10% of our oil comes from the Middle East, the rest comes from Canada, Mexico and Venezuela. Scouring the land and drilling everything for oil/nat gas won't do much to alter prices in the near term but just our commitment to exploration and exploitation would help to assure the market that new supply will be added in the mid to long term thus lowering volatility. The problem is I do not believe that the U.S. has its own Ghawar. Oil shale and tar sands are hugely expensive to exploit and the ROI and EROEI would be pretty high meaning oil needs to keep rising for it to be economically viable. I believe I read that exploiting the tar sands in Alberta isn't all that great for the environment either. Oh, and you need a ton of nat gas and other energy to convert the tar sands into something resembling oil.

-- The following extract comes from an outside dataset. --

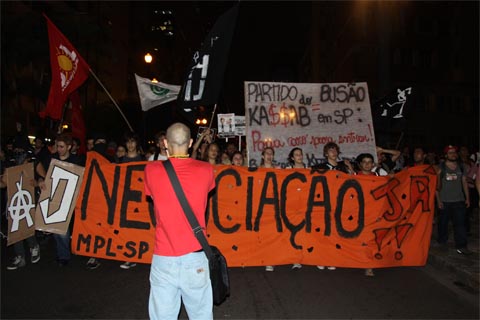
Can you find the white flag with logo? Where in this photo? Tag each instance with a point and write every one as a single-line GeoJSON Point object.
{"type": "Point", "coordinates": [153, 94]}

I mean, drilling everywhere to give his some breathing room and time to build that bridge to somewhere else, wherever that may be, is a must.....but make no mistake, there isn't enough to power us or the world for cheap anymore.

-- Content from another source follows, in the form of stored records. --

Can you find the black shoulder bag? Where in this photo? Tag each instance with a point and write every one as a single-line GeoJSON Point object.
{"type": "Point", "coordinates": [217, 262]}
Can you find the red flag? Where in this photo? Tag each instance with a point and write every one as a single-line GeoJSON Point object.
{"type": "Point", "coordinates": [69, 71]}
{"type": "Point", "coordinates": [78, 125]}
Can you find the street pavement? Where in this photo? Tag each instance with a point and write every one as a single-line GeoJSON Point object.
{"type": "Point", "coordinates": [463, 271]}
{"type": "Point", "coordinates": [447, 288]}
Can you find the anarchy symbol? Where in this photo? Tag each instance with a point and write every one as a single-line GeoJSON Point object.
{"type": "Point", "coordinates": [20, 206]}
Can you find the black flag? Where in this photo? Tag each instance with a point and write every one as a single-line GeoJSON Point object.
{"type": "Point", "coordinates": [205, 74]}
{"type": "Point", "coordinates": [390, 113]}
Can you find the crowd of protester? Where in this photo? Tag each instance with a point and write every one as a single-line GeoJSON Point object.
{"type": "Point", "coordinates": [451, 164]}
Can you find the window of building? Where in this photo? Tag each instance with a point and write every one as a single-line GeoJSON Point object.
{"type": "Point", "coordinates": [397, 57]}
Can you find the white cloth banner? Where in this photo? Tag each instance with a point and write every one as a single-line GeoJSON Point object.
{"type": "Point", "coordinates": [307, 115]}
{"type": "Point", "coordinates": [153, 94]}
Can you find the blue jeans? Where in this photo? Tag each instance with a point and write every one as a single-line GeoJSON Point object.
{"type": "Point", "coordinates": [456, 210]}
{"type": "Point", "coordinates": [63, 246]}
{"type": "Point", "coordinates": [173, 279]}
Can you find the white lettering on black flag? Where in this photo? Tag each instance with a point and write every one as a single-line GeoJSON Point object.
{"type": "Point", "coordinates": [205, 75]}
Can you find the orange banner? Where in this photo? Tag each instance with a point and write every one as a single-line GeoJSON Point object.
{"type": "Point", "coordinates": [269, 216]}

Wind/Solar is not efficient, it's expensive, and costs more per KW/hr than anything else. Add to the fact that we need to buy rare earths from China to build them and it isn't a real proposition. The rare earth problem is real as China has priced out the market with slave labor. it also takes a company an avg. of 10 years to get a permit to build a mine. They are also highly subsidized and they still suck. It's a pipe dream as far as replacing mass energy production. When solar panels get to 50-75% efficiency than I will believe, but not now. As for coal and "Clean Coal" CO2 sequestering is also a pipe dream and the more "Clean Coal" you make a coal plant, the more efficiency it loses. Nothing is for free.
Short Term would be converting our commercial/civilian transport fleets to natural gas, using more natural gas to power the grid etc. This would work and work well. But it isn't being talked about a lot as it is a common sense solution.
We do not need to totally replace oil, but we need more supply and more energy diversity. Simple as that.